The two argued that a local license issued by Turkey’s media regulator RTUK would violate their independence and allow Ankara to censor their content.

Lawyers said Turkey’s decision underscores the erosion of freedom of expression ahead of next year’s parliamentary elections, the toughest of President Recep Tayyip Erdogan’s two-decade rule.

It also threatens to spark new tensions in Turkey’s relations with two of its key Western allies and trading partners.

The channels went dark hours after a NATO summit at which Erdogan received praise from US President Joe Biden for lifting his objections to Sweden and Finland joining the western defense alliance.

The US State Department criticized the new rules when they first went into effect in February, stressing that “free media are essential to a robust democracy”.

The new media regulation applies to foreign providers of Turkish audio and video content.

As of Friday, both news portals in Turkey were inaccessible without the use of VPN technology that hides users’ location.

Both shared instructions on using VPN to access their content on their social media accounts.

Deutsche Welle director general Peter Limbourg said his agency refuses to apply for a Turkish license because it would harm independent broadcasting.

“In our extensive correspondence, as well as in personal discussions with the head of the media observatory, we have explained why DW cannot apply for such a license,” Limbourg said in a statement.

“For example, in Turkey, licensed media are required to remove online content that RTUK deems inappropriate. This is unacceptable for an independent media organization,” he added.

“DW will take legal action against the access ban that has now been imposed.”

– ‘criminal cases’ –

Press freedom advocates and the opposition are increasingly concerned about the perceived erosion of media freedom in Turkey, where most news media is in the hands of pro-government businessmen or controlled by the state.

Reporters Without Borders’ Erol Onderoglu called the blocking of access a “problematic decision” to help Erdogan’s ruling party ahead of the election.

Ilhan Tasci, a member of Turkey’s media regulator who represents the main opposition party CHP, said the decision questions whether Turkey is still an “advanced democracy”.

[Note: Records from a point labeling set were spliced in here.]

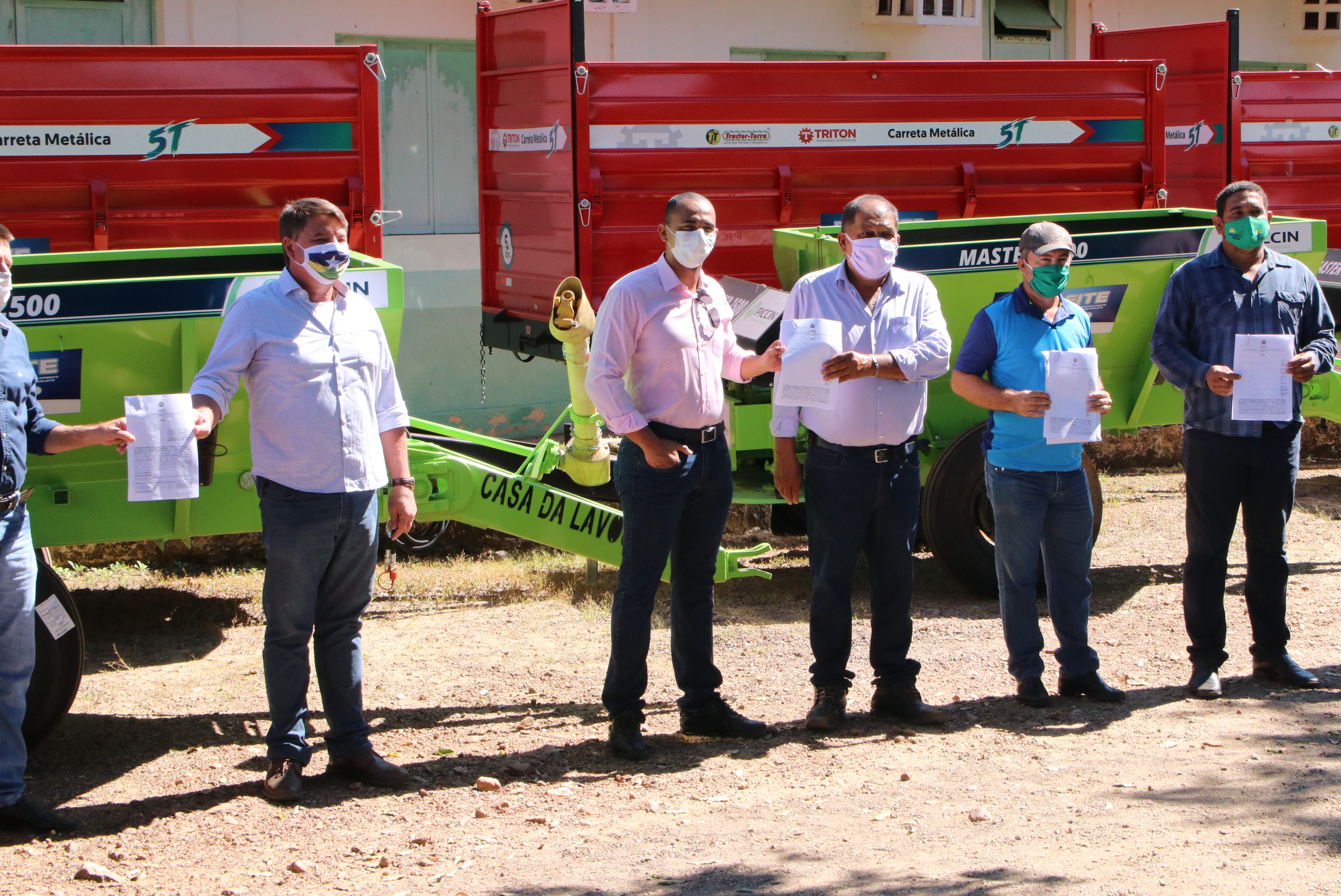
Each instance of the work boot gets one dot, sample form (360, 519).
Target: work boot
(1205, 683)
(284, 781)
(831, 709)
(717, 720)
(371, 769)
(627, 736)
(1284, 670)
(903, 702)
(25, 813)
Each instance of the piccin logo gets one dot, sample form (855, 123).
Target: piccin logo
(159, 139)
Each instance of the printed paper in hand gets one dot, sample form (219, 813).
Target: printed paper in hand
(1267, 389)
(163, 463)
(1071, 377)
(811, 343)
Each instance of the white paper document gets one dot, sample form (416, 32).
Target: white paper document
(811, 343)
(1072, 376)
(161, 462)
(1267, 389)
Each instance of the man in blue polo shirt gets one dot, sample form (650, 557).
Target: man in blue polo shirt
(1039, 491)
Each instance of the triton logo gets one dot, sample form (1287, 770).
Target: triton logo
(159, 139)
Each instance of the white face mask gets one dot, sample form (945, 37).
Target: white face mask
(874, 257)
(692, 247)
(328, 261)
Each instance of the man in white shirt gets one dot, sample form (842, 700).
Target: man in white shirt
(663, 341)
(328, 423)
(863, 477)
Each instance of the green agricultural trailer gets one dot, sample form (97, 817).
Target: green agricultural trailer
(108, 325)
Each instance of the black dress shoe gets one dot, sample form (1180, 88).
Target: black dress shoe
(1033, 694)
(903, 702)
(627, 736)
(1205, 683)
(25, 813)
(719, 721)
(1091, 686)
(284, 781)
(831, 709)
(371, 769)
(1287, 671)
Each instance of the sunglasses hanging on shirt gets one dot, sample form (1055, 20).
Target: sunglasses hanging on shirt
(706, 301)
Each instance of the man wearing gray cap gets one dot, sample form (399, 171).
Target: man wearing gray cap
(1039, 491)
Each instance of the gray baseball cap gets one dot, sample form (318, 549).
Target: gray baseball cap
(1045, 237)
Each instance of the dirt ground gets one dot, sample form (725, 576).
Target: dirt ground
(493, 667)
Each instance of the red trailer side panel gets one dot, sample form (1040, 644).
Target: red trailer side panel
(1195, 104)
(1291, 143)
(525, 96)
(578, 159)
(152, 147)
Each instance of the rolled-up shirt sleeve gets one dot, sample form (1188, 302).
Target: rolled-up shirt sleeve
(38, 426)
(930, 356)
(229, 360)
(1173, 337)
(388, 404)
(613, 343)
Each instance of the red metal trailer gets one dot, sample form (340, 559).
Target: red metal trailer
(577, 159)
(155, 147)
(1281, 129)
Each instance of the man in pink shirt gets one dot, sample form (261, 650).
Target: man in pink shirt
(662, 345)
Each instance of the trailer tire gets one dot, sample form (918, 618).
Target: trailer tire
(957, 517)
(59, 663)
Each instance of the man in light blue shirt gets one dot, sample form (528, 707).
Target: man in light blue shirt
(328, 424)
(1040, 493)
(862, 475)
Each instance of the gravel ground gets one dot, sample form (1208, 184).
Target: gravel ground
(493, 668)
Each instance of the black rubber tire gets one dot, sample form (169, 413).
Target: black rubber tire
(59, 664)
(957, 517)
(788, 520)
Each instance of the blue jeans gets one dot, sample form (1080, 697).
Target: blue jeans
(1049, 512)
(18, 648)
(1225, 473)
(678, 514)
(321, 557)
(857, 506)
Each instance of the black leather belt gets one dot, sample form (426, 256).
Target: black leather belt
(687, 436)
(880, 454)
(10, 502)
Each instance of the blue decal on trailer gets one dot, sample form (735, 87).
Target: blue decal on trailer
(58, 380)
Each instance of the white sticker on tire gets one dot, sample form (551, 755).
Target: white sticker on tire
(56, 617)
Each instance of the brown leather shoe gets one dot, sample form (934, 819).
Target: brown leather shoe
(371, 769)
(284, 781)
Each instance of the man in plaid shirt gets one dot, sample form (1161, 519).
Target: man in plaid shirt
(1241, 288)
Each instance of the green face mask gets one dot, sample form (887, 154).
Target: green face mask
(1248, 233)
(1051, 280)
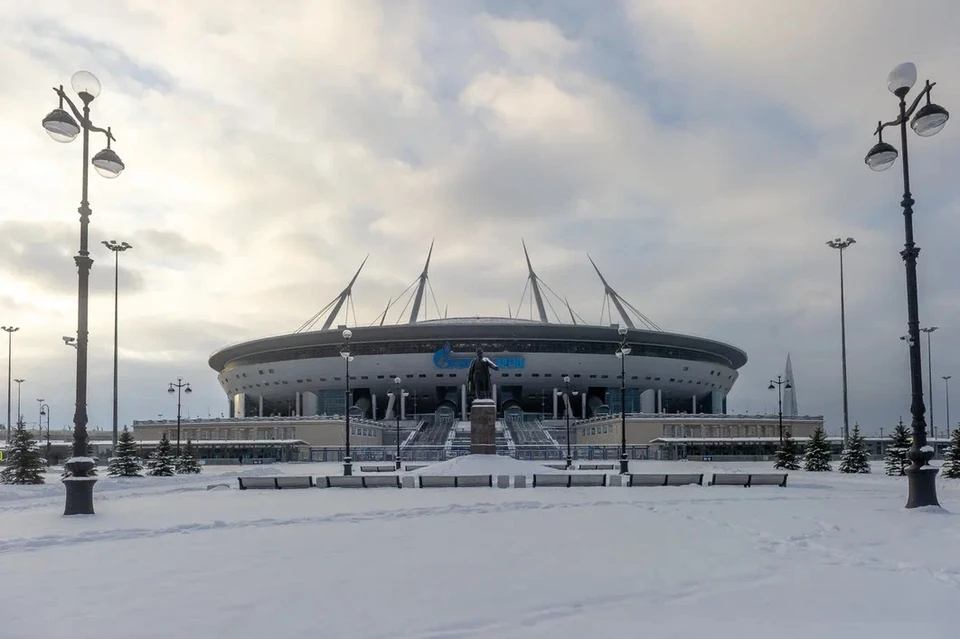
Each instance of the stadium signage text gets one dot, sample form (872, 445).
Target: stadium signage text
(444, 358)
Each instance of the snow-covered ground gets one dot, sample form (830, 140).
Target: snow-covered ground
(830, 555)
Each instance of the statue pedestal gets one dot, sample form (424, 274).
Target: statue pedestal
(483, 427)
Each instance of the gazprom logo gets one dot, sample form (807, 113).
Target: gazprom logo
(445, 358)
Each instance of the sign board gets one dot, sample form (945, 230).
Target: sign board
(446, 359)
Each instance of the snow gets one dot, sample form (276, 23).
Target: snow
(484, 465)
(163, 557)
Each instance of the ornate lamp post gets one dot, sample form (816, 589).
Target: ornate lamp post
(622, 351)
(178, 387)
(64, 127)
(117, 250)
(780, 384)
(10, 331)
(927, 120)
(568, 406)
(398, 394)
(347, 358)
(842, 245)
(946, 389)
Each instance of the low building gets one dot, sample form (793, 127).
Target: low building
(275, 438)
(683, 436)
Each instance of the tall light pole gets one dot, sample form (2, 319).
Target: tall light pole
(347, 358)
(64, 127)
(45, 410)
(928, 330)
(10, 331)
(40, 406)
(946, 391)
(842, 245)
(398, 396)
(567, 407)
(178, 387)
(927, 120)
(780, 384)
(622, 351)
(19, 413)
(117, 249)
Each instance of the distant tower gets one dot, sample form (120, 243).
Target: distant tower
(790, 394)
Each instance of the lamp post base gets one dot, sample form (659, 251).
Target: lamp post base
(79, 484)
(922, 483)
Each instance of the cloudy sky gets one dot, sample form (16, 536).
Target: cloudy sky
(702, 151)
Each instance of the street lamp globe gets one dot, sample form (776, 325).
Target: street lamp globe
(881, 157)
(86, 85)
(61, 126)
(902, 78)
(929, 120)
(108, 163)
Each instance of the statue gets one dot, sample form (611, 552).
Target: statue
(478, 377)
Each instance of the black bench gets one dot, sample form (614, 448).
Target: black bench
(358, 481)
(293, 481)
(460, 481)
(568, 480)
(247, 483)
(379, 468)
(749, 479)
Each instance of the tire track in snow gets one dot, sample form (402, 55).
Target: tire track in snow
(807, 543)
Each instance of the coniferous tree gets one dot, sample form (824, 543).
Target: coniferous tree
(855, 459)
(895, 460)
(126, 462)
(951, 460)
(788, 455)
(24, 463)
(187, 463)
(817, 455)
(161, 462)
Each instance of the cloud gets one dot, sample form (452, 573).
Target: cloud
(702, 154)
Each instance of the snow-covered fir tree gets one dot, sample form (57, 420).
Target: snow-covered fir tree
(126, 462)
(816, 458)
(895, 460)
(855, 459)
(161, 462)
(24, 463)
(187, 463)
(788, 455)
(951, 460)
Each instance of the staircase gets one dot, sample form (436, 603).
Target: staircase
(458, 440)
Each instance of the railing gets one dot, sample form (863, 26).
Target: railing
(443, 452)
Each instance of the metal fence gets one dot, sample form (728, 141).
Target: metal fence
(440, 453)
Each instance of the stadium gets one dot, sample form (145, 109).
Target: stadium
(557, 390)
(304, 373)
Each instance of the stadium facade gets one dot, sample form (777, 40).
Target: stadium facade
(303, 373)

Turkey, which has jailed scores of journalists since a failed coup in 2016, ranks 149th out of 180 countries in Reporters Without Borders’ Press Freedom Index.

At a press conference on Thursday after the NATO summit, Erdogan was visibly annoyed at the suggestion that he would silence the press.

“In my country there are currently no journalists in prison for their opinions. There are only criminal proceedings,” said Erdogan.

Erdogan’s ruling AKP party is also set to pass another law that could jail people for three years for spreading “disinformation,” a bill that journalist organizations protested.

The government said it would debate the bill in October, abandoning an earlier attempt to get it through parliament.